I couldn't express "this is a pointer to a user-defined type that's never actually defined" in Fortran in a way that would still be interoperable with C. We will have to create a fully-defined derived type and make it behave exactly as an opaque pointer would. Before we do that, let's prove a lemma:
typedef struct nlopt_opt_s *nlopt_opt; // is the same thing as typedef struct { void * nlopt_opt_s; } nlopt_opt; // for bit pattern purposes
C standard, §6.7.2.1 says:
A pointer to a structure object, suitably converted, points to its initial member (or if that member is a bit-field, then to the unit in which it resides), and vice versa.

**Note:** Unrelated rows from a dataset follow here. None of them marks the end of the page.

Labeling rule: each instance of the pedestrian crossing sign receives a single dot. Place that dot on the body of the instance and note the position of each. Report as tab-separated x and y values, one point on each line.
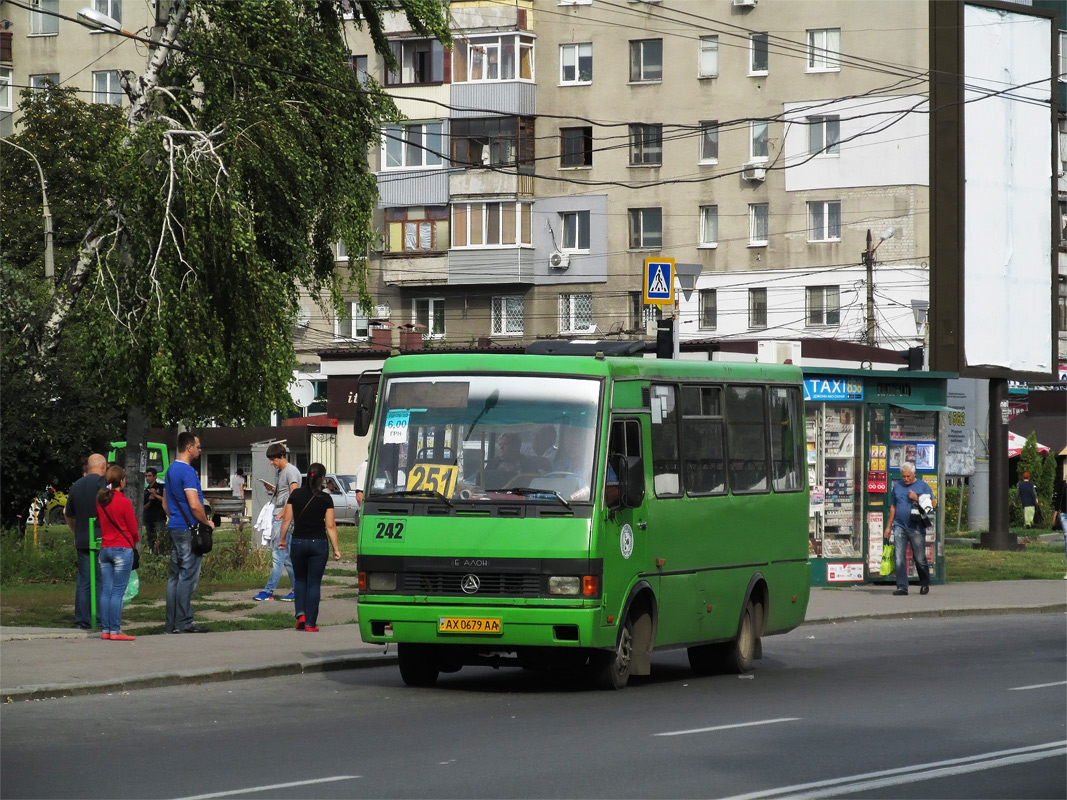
658	281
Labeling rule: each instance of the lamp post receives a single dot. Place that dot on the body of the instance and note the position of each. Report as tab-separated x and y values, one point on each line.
868	257
49	258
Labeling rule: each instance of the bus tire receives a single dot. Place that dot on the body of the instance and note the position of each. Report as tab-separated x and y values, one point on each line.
418	665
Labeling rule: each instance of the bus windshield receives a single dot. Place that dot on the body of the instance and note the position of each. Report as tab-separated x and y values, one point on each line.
486	437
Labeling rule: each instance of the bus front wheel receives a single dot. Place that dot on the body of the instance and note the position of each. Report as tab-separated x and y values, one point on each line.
418	665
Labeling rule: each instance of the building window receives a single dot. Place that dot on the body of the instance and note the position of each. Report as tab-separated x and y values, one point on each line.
759	149
709	143
44	22
416	229
646	228
647	60
575	230
106	89
508	316
575	313
757	307
709	226
709	309
759	53
824	134
646	144
491	224
824	50
576	146
709	64
354	323
576	64
430	313
824	221
759	219
506	58
824	305
420	60
412	145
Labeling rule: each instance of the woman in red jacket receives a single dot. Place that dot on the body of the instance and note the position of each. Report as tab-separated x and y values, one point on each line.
118	538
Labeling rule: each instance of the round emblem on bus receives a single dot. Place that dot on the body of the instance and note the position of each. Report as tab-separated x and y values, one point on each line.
471	584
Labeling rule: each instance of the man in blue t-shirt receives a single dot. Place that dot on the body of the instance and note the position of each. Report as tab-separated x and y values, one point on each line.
185	504
908	525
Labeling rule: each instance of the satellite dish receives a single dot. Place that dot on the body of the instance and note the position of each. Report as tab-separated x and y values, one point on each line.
302	393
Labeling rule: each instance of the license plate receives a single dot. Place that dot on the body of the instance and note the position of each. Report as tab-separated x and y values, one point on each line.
468	625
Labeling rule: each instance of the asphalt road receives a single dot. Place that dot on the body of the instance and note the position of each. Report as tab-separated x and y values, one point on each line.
971	707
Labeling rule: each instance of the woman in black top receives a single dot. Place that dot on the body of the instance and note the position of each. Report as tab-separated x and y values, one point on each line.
311	511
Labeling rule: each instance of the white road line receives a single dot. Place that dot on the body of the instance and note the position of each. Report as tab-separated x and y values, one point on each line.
869	781
273	786
1037	686
728	728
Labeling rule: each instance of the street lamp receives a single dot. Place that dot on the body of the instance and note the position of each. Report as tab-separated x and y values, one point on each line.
49	258
868	257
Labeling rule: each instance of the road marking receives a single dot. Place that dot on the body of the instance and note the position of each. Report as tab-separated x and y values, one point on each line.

There may be unnamed padding within a structure object, but not at its beginning.
So the beginning of our struct is guaranteed to be the same as beginning of the pointer we want to represent. What about the end? C standard, §6.7.2.1 is less optimistic:
There may be unnamed padding at the end of a structure or union
However, on the architectures I have access to (Linux and Windows on 32-bit and 64-bit Intel; Linux on 32-bit ARM) no padding is placed after the pointer because void* is self-aligned - alignment requirement of the pointer type is the same as the pointer size.
So a struct containing a single pointer has, indeed, the same size and bit pattern as just a pointer. (Unless you are using a weird architecture that does things differently. In that case, sorry.) The difference is that we can express such a struct as an interoperable derived Fortran type:
type, bind(c) :: nlopt_opt private type(c_ptr) :: ptr end type
Passing the structure by value is equivalent to passing the original pointer, um, by value. By marking the pointer private we ensure the original intent of opaque pointers: the implementation informaion is hidden from the library user. With that done, we can write a type-strict definition for all methods of the NLopt object:
!NLOPT_EXTERN(nlopt_opt) nlopt_create(nlopt_algorithm algorithm, unsigned n); function nlopt_create(algo, n) bind(c) result(ret) import nlopt_opt, c_int type(nlopt_opt) :: ret integer(kind(NLOPT_NUM_ALGORITHMS)), value :: algo integer(c_int), value :: n end function !NLOPT_EXTERN(void) nlopt_destroy(nlopt_opt opt); subroutine nlopt_destroy(opt) bind(c) import nlopt_opt type(nlopt_opt), value :: opt end subroutine
Unfortunately, the code described above, despite working on my machine, is incorrect. While on some machines a struct whatever * gets passed in the same way a struct { void * ptr; } would, it is in no way guaranteed that rules for returning primitive and aggregate types would remain same, despite them having the same size and alignment.
Therefore, the correct solution is either to continue using type(c_ptr) with no distinction between kinds of void*, or to create a proper devived type and write a bunch of wrapper functions, hoping that they would get inlined by other code. You can also declare a finalizer or even rewrite all C procedure calls into object methods:
type :: nlopt_opt private type(c_ptr) :: ptr = C_NULL_PTR contains procedure :: set_xtol_rel ! add more methods here final :: destroy end type nlopt_opt subroutine destroy(this) class(nlopt_opt) :: this interface subroutine nlopt_destroy(opt) bind(c) import nlopt_opt type(nlopt_opt), value :: opt end subroutine end interface call nlopt_destroy(this%ptr) end subroutine destroy
Now package it all in a Fortran 90 module and you are done.